Gordon Pollock QC, appearing for Deloitte, said: ‘Despite the fact the Bank recognised time and again – you see it in documents again and again and again – that the only satisfactory route for protection of depositors was for the bank to undertake supervision themselves, the golden thread of its policy was an absolute determination not to take over supervision of BCCI.’
Deloitte is seeking £1bn in damages from the Bank of England for creditors of BCCI, which collapsed in 1991 owing £5.1bn. Former Bank of England governor Sir Eddie George is expected to give evidence in the case.
Addressing the court, Pollock said that senior officials at the Bank of England knew that BCCI’s own internal supervision was weak. ‘They knew before licensing that BCCI was very dangerously supervised. That necessarily involved an unquantifiable but very obvious risk,’ he said.

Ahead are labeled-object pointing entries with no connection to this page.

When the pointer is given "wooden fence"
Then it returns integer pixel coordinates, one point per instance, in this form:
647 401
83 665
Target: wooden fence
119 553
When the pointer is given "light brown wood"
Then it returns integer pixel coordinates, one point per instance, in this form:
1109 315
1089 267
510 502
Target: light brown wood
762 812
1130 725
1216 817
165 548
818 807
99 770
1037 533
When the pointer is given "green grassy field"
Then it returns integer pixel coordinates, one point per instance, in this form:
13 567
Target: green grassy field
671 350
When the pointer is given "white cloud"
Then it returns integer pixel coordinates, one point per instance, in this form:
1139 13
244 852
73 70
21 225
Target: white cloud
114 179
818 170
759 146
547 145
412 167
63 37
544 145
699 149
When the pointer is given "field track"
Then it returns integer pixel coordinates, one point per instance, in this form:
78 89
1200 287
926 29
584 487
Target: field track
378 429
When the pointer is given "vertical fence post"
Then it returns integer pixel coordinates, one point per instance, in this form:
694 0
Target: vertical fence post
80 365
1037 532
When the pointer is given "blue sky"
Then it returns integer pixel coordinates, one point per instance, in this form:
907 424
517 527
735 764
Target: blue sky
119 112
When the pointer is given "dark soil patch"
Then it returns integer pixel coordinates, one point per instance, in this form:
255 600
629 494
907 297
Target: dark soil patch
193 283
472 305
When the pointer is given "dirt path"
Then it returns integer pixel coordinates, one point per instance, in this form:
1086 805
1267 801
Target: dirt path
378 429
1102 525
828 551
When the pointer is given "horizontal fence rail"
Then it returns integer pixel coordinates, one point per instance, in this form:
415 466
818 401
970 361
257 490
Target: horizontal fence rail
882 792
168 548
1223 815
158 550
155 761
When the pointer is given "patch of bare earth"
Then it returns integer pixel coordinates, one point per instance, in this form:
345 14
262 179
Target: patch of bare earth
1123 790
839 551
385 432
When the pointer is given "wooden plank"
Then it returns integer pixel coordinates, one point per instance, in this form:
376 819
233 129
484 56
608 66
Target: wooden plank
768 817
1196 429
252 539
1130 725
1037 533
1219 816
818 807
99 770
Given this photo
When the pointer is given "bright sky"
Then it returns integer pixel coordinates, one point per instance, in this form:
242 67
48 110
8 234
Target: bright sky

In 1998 BCCI’s auditors at the time, Price Waterhouse and Ernst & Whinney, reached settlement with Deloitte in agreeing to pay $195m (£106m) in damages between them.
‘The liquidators pursued claims in England… against former auditors, Price Waterhouse and Ernst & Whinney, alleging negligence, particularly concerning the imprudent business by the BCCI Group and the lending practices of the BCCI Group in relation to certain borrowers,’ a Deloitte statement to the DTI said. The case continues.